Et si... Robert Lepage, qui abonde dans le sens de Tremblay, avait raison? Et si... Michel Tremblay n'avait pas tout à fait tort?
D'abord, dans cette entrevue accordée à la Presse Canadienne, le dramaturge a déclaré qu'il avait été souverainiste par orgueil et fierté d'être d'un peuple représentant la francophonie en Amérique du Nord, par sentiment identitaire reposant sur une langue et une culture.
Il déplore que ce sentiment ait été remplacé par une obsession de l'économie qui est en train de faire perdre son âme au Québec. Résultat, Michel Tremblay n'est plus souverainiste, mais il refuse de rire de son rêve. Pendant ce temps à Tout le monde en parle, le journaliste fédéraliste Alain Dubuc, lui, ne parle que d'argent et reconnaît publiquement que ce Québec est bel et bien riche, mais qu'en dépit de cette richesse, le Jello-O de la créativité québécoise ne prend pas.
Et si... l'élément susceptible de faire prendre le Jell-O était justement ce dont parle Tremblay: la fierté identitaire, celle sans laquelle il est impossible d'accéder à une quelconque souveraineté.
Ce n'est jamais le fric qui donne à un peuple son indépendance, mais plutôt sa culture propre et sa volonté d'être libre.
On ne peut en vouloir à certains souverainistes de la première heure d'être fatigués, découragés, démotivés. J'ai même connu des «penseurs» de cette souveraineté qui l'ont été.
Au fait, dans cette entrevue plutôt bien sentie, Tremblay n'a jamais affirmé être fédéraliste. Il a juste précisé qu'il n'était plus souverainiste, en ajoutant cette mise en garde: «Tant et aussi longtemps que l'économie sera en première place, on ne fera jamais la souveraineté.»
L'erreur à ne pas commettre serait de lui jeter la pierre et de lui faire dire ce qu'il n'a pas dit, comme, par exemple, que l'idée de souveraineté est dépassée.
Et rappelons-nous surtout que la souveraineté n'est pas une religion et qu'il vaudrait mieux parfois, plutôt que d'excommunier, écouter; même ceux qui ont perdu, non la foi, mais l'espoir.
Avec toutes ces décennies de lutte pour la souverai- neté, deux échecs référendaires et les interminables batailles constitutionnelles, peut-être qu'une lassitude s'est installée, mais est-ce que ça en fait pour autant une idée obsolète?
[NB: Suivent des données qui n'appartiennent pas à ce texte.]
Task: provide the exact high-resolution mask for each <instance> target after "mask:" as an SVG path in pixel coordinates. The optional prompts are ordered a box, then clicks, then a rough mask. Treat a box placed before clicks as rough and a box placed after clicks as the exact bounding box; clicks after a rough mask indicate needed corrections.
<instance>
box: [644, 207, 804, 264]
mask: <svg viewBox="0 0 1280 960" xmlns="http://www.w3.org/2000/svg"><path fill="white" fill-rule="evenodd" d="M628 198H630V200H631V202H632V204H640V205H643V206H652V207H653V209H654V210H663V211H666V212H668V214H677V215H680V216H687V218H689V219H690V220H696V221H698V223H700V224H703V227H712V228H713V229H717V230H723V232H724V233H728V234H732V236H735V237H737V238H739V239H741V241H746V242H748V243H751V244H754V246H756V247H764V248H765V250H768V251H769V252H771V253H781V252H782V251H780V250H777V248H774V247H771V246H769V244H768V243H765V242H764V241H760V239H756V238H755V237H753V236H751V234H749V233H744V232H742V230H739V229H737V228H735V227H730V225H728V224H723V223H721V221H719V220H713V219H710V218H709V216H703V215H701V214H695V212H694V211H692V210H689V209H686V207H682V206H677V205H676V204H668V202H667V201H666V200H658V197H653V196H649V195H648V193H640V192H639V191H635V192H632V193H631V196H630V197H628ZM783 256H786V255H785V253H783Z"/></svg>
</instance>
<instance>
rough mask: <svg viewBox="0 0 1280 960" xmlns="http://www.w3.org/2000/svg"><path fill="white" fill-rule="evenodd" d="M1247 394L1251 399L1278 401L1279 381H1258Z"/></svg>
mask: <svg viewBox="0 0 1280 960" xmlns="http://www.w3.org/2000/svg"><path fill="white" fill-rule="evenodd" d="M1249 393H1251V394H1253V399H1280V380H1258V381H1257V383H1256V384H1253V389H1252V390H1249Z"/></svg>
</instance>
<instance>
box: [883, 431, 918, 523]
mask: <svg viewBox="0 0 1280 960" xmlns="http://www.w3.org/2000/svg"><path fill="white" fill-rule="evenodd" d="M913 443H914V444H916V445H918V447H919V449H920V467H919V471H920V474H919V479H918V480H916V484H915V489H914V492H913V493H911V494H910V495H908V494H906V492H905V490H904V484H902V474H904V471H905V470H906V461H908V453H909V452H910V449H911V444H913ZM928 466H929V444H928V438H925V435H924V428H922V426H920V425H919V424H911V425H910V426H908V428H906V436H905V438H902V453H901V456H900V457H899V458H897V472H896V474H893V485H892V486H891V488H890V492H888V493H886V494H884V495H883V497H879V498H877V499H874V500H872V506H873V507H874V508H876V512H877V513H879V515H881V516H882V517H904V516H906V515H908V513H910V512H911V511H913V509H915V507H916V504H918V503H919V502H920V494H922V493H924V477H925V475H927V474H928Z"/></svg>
Est-ce que les 191 pays indépendants aux Nations unies rêvent de retrouver des chaînes? Si 191 peuples, même les plus petits, trouvent normale leur indépendance, nous, de notre côté, devrions-nous trouver anormale cette liberté? Est-ce que l'idée de vouloir contrôler impôts et taxes est archaïque? Et celle d'être l'égal des autres? Et celle de passer de minorité à majorité? Et celle de maintenir et renforcer notre identité culturelle en Amérique du Nord dans le cadre de la diversité?
Et celle de protéger notre langue? Et celle de prendre nos responsabilités sans toujours accuser autrui? Et celle de faire valoir notre point de vue dans les nouvelles ententes économiques internationales et américaines? Et celle d'être un pays plutôt qu'une province? Et celle d'établir nos politiques dans tous les domaines selon nos propres intérêts? Et les pays européens, eux, désormais unis, ne sont-ils pas d'abord des pays souverains?
Souverain, on a les gouvernements qu'on veut. Si on ne l'est pas, on a ceux qu'on peut. L'idée de la souveraineté n'est pas surannée, mais peut-être n'est-elle plus incarnée, comme l'a déclaré Robert Lepage.
Les leaders souverainistes ne peuvent rester sourds aux propos de ces intellectuels ou même se contenter de répondre diplomatiquement comme ils l'ont fait hier.
«L'indépendance n'est pas une récompense, c'est un effort.» Or l'effort, surtout dans les moments de lassitude et de découragement, exige plus que jamais écoute, ouverture et persévérance.